MP-GO pede prisão preventiva dos sócios de empresa, bloqueio de até R$ 2,31 milhões e medidas para retirar materiais e recuperar a área afetada
Os sócios de uma empresa especializada no tratamento e na disposição de resíduos industriais podem ter a prisão preventiva decretada após suspeitas de armazenamento e gerenciamento inadequados de materiais que teriam provocado contaminação do solo em Senador Canedo, na Região Metropolitana de Goiânia.
O Ministério Público de Goiás (MP-GO) também solicitou o bloqueio cautelar de até R$ 2,31 milhões em ativos da Bauer Serviços e Tecnologias Ltda. A ação prevê ainda a retirada dos materiais encontrados no local, investigação da área contaminada e reparação dos danos ambientais.
Entre as medidas solicitadas está a realização de estudos no solo e nas águas para determinar a extensão da possível contaminação. O procedimento deverá passar por avaliação preliminar, investigação confirmatória e, se necessário, uma análise detalhada.
Caso sejam identificadas áreas que necessitem de intervenção, a empresa deverá apresentar e executar um plano de recuperação, com medidas para eliminar as fontes de contaminação, recuperar os locais atingidos e realizar o monitoramento ambiental.
Pedido inclui R$ 1 milhão por dano ambiental
O valor de R$ 2,31 milhões solicitado para bloqueio é provisório e poderá ser atualizado conforme os estudos apontem a dimensão dos danos.

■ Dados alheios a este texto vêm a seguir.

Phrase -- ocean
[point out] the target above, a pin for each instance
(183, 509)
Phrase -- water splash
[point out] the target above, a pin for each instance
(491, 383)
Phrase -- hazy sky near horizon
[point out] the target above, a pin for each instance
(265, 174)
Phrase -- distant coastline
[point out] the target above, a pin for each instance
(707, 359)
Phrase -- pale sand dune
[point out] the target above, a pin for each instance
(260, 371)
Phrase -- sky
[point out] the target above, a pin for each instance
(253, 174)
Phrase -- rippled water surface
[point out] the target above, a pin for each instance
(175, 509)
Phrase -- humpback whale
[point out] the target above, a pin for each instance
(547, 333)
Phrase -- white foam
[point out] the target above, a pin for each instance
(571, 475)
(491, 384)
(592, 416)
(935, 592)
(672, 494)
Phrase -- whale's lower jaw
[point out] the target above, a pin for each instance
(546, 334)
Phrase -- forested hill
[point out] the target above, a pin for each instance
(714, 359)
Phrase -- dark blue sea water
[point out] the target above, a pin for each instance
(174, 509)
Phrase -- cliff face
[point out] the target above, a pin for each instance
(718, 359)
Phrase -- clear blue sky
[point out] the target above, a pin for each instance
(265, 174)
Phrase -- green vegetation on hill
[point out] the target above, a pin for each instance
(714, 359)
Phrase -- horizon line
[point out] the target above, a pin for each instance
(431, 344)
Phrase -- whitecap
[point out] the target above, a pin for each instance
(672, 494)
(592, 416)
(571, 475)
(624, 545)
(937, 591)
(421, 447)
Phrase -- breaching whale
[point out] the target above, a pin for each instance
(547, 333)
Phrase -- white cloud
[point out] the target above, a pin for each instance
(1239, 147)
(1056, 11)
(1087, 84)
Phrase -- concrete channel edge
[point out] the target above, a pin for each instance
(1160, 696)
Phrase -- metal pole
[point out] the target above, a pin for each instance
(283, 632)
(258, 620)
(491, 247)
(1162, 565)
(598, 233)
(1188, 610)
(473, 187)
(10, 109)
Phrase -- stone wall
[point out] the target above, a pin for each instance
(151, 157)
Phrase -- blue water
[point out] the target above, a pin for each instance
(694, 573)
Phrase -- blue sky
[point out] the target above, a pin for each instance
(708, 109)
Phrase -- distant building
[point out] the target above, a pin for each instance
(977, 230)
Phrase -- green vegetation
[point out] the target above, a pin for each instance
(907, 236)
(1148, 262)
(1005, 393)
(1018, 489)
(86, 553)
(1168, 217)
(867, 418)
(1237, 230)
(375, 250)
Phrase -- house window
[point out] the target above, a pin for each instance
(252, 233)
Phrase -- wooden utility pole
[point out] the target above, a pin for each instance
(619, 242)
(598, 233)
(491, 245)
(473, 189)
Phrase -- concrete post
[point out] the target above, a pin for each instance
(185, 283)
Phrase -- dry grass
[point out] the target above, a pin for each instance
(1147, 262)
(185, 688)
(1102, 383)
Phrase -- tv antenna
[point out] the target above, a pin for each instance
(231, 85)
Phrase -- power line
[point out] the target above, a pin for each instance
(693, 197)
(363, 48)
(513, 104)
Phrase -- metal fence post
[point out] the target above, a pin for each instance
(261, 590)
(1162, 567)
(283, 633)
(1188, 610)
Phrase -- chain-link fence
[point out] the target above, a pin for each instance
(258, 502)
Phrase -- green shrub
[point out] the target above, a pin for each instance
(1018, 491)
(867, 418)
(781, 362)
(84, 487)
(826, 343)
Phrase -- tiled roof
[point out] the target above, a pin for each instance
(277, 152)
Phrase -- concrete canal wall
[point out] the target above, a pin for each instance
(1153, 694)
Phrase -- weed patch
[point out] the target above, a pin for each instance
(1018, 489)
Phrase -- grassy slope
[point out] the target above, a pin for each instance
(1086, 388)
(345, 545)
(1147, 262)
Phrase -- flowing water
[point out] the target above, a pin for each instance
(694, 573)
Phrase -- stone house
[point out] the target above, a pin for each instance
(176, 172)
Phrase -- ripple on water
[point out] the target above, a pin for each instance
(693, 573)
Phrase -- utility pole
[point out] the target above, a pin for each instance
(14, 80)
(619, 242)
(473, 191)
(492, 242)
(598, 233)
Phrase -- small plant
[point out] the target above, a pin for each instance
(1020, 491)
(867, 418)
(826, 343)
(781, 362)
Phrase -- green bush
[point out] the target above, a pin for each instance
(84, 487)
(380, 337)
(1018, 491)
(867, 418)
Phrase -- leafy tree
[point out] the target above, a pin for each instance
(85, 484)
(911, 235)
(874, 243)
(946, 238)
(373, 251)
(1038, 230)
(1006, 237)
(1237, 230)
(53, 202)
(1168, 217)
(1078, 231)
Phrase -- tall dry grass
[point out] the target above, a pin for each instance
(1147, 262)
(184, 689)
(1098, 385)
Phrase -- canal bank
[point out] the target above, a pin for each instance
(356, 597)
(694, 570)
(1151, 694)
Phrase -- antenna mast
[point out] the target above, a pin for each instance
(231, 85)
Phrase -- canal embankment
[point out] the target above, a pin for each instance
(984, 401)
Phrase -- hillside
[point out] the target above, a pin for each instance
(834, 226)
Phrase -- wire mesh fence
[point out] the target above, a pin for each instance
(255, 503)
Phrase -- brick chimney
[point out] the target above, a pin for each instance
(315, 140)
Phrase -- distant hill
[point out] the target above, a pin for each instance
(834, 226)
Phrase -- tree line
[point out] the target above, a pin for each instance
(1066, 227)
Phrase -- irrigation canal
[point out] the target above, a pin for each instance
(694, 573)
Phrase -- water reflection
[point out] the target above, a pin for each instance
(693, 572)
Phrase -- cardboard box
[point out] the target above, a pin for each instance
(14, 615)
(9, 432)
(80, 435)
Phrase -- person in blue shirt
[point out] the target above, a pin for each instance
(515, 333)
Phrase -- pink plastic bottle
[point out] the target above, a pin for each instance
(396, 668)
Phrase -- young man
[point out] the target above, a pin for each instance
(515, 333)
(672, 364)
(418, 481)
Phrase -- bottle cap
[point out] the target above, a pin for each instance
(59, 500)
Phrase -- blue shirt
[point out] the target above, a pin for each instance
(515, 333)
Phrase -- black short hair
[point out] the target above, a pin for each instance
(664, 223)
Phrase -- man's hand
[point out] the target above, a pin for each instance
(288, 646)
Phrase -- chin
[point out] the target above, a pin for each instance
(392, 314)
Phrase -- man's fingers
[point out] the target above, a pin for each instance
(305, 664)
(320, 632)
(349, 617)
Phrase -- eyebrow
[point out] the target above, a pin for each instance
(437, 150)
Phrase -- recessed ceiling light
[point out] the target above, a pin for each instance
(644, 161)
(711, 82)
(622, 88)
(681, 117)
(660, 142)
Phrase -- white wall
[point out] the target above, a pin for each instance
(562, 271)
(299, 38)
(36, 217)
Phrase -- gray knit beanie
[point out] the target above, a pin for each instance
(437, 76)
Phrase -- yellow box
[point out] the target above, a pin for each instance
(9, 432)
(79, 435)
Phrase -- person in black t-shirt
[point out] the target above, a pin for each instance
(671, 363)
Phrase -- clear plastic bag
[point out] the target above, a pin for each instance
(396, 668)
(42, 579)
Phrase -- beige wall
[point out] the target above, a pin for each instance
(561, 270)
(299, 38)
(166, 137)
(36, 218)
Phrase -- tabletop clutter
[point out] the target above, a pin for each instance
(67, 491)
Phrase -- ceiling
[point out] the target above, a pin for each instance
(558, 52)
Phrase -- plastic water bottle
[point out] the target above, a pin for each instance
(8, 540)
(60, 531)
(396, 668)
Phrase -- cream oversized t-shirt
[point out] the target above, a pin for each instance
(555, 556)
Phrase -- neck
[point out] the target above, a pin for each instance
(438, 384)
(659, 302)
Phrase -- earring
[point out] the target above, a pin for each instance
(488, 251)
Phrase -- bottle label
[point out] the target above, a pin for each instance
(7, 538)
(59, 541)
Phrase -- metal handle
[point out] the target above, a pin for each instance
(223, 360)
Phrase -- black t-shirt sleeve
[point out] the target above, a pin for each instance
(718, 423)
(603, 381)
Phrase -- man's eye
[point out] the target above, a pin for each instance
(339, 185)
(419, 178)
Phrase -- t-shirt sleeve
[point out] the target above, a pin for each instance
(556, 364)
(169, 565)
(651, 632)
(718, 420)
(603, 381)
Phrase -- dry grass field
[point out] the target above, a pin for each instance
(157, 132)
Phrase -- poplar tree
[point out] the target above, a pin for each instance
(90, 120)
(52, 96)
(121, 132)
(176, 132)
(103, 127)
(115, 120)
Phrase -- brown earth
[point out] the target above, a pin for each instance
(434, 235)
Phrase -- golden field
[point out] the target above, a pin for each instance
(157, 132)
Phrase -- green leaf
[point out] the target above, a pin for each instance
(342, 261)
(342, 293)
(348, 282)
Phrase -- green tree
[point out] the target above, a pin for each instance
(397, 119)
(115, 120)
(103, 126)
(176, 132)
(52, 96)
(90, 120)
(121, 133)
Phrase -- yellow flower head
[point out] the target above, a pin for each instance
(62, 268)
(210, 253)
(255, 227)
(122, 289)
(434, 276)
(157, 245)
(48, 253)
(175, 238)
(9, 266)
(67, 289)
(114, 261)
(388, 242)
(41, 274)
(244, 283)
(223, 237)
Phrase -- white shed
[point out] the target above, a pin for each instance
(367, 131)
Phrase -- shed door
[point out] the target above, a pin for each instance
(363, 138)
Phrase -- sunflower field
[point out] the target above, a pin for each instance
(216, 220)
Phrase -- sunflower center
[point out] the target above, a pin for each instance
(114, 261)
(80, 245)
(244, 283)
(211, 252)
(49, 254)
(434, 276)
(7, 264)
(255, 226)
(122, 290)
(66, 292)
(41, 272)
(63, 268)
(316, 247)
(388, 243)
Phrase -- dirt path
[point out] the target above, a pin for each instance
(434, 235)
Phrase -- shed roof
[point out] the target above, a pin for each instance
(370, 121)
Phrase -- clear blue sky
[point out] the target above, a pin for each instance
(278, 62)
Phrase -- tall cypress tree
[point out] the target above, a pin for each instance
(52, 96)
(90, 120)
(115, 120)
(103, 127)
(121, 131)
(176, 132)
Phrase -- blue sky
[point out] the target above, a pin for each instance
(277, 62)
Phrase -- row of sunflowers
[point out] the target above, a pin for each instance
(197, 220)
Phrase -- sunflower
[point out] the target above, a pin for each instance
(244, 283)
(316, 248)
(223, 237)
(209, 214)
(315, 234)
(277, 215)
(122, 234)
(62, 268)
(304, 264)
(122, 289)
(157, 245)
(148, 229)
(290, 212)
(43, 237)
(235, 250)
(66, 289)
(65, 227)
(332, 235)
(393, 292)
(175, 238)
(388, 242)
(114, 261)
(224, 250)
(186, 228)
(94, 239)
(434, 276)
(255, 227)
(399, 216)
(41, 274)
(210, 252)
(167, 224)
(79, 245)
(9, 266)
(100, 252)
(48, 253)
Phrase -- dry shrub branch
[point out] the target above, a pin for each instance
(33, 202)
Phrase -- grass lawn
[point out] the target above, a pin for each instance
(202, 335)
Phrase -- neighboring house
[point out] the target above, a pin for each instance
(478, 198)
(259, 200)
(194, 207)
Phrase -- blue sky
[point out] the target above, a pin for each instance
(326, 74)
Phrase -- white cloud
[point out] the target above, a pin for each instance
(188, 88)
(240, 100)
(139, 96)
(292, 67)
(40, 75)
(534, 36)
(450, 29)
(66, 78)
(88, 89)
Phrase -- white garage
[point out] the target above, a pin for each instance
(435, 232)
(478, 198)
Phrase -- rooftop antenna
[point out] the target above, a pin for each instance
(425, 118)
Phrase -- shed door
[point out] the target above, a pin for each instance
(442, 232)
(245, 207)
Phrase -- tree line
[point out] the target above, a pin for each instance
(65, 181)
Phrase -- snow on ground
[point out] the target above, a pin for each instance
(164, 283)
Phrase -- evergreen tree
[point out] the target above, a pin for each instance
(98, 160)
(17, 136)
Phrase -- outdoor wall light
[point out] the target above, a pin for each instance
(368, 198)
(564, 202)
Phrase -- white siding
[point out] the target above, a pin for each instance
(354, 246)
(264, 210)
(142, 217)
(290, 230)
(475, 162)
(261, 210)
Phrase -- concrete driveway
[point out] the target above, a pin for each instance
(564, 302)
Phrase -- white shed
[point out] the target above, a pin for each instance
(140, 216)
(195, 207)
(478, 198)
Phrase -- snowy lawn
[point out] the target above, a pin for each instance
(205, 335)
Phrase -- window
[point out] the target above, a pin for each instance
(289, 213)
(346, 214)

Desse montante, R$ 1 milhão corresponde à estimativa apresentada pelo MP-GO para uma eventual indenização por dano moral coletivo ambiental. O valor final poderá ser definido pela Justiça.
Na esfera criminal, a 5ª Promotoria de Justiça de Senador Canedo também apresentou ação penal e pediu a prisão preventiva dos sócios. A medida busca garantir a retirada dos materiais considerados de risco, esclarecer os impactos ambientais e assegurar que os responsáveis arquem com os custos da recuperação.
Fiscalizações apontam irregularidades desde 2024
De acordo com o Ministério Público, os primeiros problemas foram identificados em 2024, quando a Agência Municipal do Meio Ambiente (Amma) constatou irregularidades no armazenamento e no gerenciamento de resíduos, substâncias oleosas e produtos químicos.
Em janeiro de 2025, uma denúncia sobre o lançamento de óleo em uma via pública levou a uma nova fiscalização. Na ocasião, os agentes verificaram que materiais provenientes do interior da empresa haviam alcançado a rede de drenagem pluvial e uma área de preservação permanente nas proximidades.
Também foram identificadas manchas no solo e no Córrego Vargem Bonita. Pelas ocorrências registradas, a empresa recebeu multas de R$ 30 mil e R$ 200 mil.
Uma nova vistoria realizada em abril de 2026 apontou que os problemas permaneciam. Os fiscais encontraram acúmulo de materiais oleosos e falhas nas estruturas utilizadas para contenção.
Perícia confirma alteração no solo
A Polícia Científica de Goiás confirmou a contaminação por meio do Laudo de Perícia Criminal RG nº 20810/2026. O documento identificou alterações no solo nas proximidades de um tanque utilizado para armazenar resíduos oleosos.
A perícia, no entanto, não conseguiu determinar a extensão total da contaminação nem concluir se houve comprometimento das águas subterrâneas. Por isso, o MP-GO solicitou a realização de novas investigações ambientais.
Em agosto, a Secretaria de Estado de Meio Ambiente e Desenvolvimento Sustentável (Semad) informou que a empresa não havia cumprido as obrigações previstas no Termo de Compromisso Ambiental nº 4483 para regularização da atividade.
Nova fiscalização encontrou resíduos e produtos químicos
Durante uma vistoria realizada no dia 2 de setembro, foram encontrados tambores, contentores, sacarias, embalagens, reagentes e recipientes contendo resíduos e produtos químicos.
Os fiscais também identificaram líquidos acumulados em estruturas de contenção e outros materiais que permaneceram no imóvel após as atividades industriais.
Para o Ministério Público, a situação exige intervenção imediata para impedir o agravamento dos possíveis danos ambientais e eliminar as fontes de risco existentes no local.
Na ação civil pública, o órgão solicita que a empresa seja proibida de receber novos resíduos ou retomar as atividades sem uma licença ambiental válida.
Também são requeridos o isolamento e a sinalização das áreas consideradas de risco, além da elaboração de um inventário dos materiais armazenados e de um Plano Emergencial de Desmobilização Ambientalmente Segura.
A ação prevê ainda a remoção, o transporte e a destinação adequada de resíduos, efluentes, reagentes e demais materiais que possam oferecer riscos ao meio ambiente.